Mike Kupfer & Danek noted that the following are currently in use:
%?% (not an SCCS keyword)
%D% current date (yy/mm/dd)
%E% date of newest delta (yy/mm/dd)
%G% date of newest delta (mm/dd/yy)
%H% current date (mm/dd/yy)
%I% SID (%R%.%L%.%B%.%S%)
%L% level (see %I%)
%M% module name
%N% (not an SCCS keyword)
%R% release (see %I%)
%T% current time (hh:mm:ss)
%U% time of newest delta (hh:mm:ss)
%W% shorthand for %Z%%M%\t%I%
%X% (not an SCCS keyword)
%Z% what(1) marker ("@(#)")
%e% (not an SCCS keyword)
%s% (not an SCCS keyword)
The options I've seen are:
1) Eliminate the use of keywords entirely
2) Eliminate the #ident %Z% keywords (which is the bulk of the keyword
usage in onnv), and port the remaining ones to a new format
3) Port all keywords to a new format
The most contentious issue seems to be the use of %I% in modules such as
drivers. (James & Alan: this is why I've cc'd you, since I don't know
who else would know people in PTS who might have an opinion).

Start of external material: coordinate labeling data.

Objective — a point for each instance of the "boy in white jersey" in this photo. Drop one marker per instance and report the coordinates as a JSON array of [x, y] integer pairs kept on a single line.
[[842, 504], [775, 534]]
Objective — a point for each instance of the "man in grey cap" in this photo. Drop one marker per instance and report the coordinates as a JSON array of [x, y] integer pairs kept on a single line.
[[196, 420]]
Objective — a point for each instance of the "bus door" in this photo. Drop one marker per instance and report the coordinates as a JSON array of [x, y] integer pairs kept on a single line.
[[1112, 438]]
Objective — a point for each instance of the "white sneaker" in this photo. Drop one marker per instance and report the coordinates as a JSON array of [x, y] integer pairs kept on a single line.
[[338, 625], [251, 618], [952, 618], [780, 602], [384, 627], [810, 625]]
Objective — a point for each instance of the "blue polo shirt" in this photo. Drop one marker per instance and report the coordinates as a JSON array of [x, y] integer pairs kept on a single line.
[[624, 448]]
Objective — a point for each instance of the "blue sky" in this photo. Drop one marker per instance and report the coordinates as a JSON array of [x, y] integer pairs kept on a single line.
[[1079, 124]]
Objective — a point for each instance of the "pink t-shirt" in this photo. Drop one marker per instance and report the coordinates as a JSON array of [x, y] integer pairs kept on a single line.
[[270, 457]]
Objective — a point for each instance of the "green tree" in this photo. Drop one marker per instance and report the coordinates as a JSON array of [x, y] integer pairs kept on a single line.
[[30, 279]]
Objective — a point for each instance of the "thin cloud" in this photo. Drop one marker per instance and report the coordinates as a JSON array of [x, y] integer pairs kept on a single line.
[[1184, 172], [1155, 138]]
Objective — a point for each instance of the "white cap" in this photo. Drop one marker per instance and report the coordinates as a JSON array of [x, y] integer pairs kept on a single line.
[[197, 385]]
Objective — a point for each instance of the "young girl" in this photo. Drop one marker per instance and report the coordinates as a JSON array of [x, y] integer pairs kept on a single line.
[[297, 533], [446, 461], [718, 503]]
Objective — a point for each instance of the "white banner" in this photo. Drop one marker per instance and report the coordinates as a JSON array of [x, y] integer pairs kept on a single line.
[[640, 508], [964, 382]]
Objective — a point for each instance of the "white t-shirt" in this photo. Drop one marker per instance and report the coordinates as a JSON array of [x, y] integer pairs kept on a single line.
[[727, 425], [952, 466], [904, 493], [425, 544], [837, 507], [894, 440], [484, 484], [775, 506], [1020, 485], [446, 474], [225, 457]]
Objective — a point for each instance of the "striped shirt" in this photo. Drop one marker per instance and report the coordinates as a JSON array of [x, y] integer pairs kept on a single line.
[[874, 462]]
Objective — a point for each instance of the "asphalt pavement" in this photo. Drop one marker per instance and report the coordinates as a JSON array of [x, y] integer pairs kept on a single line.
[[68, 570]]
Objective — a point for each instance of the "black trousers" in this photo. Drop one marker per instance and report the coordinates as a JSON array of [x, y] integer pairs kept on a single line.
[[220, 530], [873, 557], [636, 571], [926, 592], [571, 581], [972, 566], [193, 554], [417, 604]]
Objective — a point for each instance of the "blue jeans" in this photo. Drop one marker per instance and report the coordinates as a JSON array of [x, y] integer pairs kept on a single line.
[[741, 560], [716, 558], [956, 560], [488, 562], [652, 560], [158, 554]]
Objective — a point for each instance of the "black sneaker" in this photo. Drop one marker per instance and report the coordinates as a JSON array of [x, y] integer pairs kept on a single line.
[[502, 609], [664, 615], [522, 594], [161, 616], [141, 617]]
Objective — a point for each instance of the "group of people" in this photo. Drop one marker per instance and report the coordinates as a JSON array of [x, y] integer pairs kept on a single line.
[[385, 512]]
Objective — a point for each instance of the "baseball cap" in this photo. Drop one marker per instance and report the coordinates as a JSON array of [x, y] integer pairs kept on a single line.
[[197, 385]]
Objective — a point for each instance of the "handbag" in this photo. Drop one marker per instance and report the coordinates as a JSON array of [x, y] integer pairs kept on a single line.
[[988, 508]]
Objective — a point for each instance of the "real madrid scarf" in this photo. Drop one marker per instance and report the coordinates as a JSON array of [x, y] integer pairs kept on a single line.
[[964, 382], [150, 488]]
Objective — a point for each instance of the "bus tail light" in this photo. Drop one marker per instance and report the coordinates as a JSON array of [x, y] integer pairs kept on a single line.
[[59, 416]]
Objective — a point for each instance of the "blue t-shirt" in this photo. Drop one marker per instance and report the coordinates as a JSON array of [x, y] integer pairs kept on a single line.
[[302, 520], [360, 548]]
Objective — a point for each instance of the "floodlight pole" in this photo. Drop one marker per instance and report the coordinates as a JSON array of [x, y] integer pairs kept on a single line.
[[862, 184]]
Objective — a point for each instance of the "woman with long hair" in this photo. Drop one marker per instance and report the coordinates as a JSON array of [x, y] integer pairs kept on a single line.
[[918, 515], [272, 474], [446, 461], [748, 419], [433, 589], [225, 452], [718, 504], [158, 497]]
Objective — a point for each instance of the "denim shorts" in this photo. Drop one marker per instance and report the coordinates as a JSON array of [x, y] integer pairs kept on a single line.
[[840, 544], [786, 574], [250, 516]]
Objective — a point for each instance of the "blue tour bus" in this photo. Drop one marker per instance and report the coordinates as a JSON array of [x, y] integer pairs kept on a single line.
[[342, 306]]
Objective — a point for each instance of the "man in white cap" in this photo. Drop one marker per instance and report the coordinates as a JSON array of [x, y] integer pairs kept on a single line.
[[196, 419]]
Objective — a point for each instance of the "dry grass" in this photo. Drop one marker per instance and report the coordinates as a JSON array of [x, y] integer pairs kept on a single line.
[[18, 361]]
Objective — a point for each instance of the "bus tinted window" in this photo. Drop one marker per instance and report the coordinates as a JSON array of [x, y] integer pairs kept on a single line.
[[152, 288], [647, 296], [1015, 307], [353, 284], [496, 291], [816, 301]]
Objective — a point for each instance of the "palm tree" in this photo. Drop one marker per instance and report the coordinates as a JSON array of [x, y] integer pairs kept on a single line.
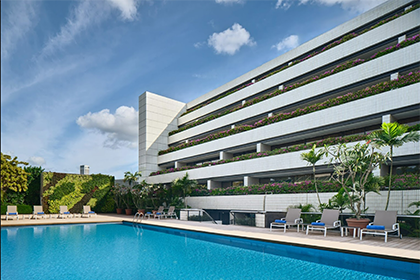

The
general consensus from the ON developers I've talked to is that the use
of %I% to identify module versions is.... poor. That being said, PTS
uses it - for better or for worse. One thought that we had was to
replace it with the the Mercurial monotonically-increasing revision
number (not the 12 character hex hash). It gives the ever-increasing
factor that people may expect, but doesn't identify uniqueness (since
the revision number is relative to each repository). However, this is
the same behaviour as %I% - so perhaps it's okay.
My personal vote is to:
- Eliminate the #ident %Z% keywords (since the what(1) string is
replaced by the build, anyway).
This isn't true of all consolidations (though I wish it was), I believe NWS
at least doesn't do the mcs post-process magic.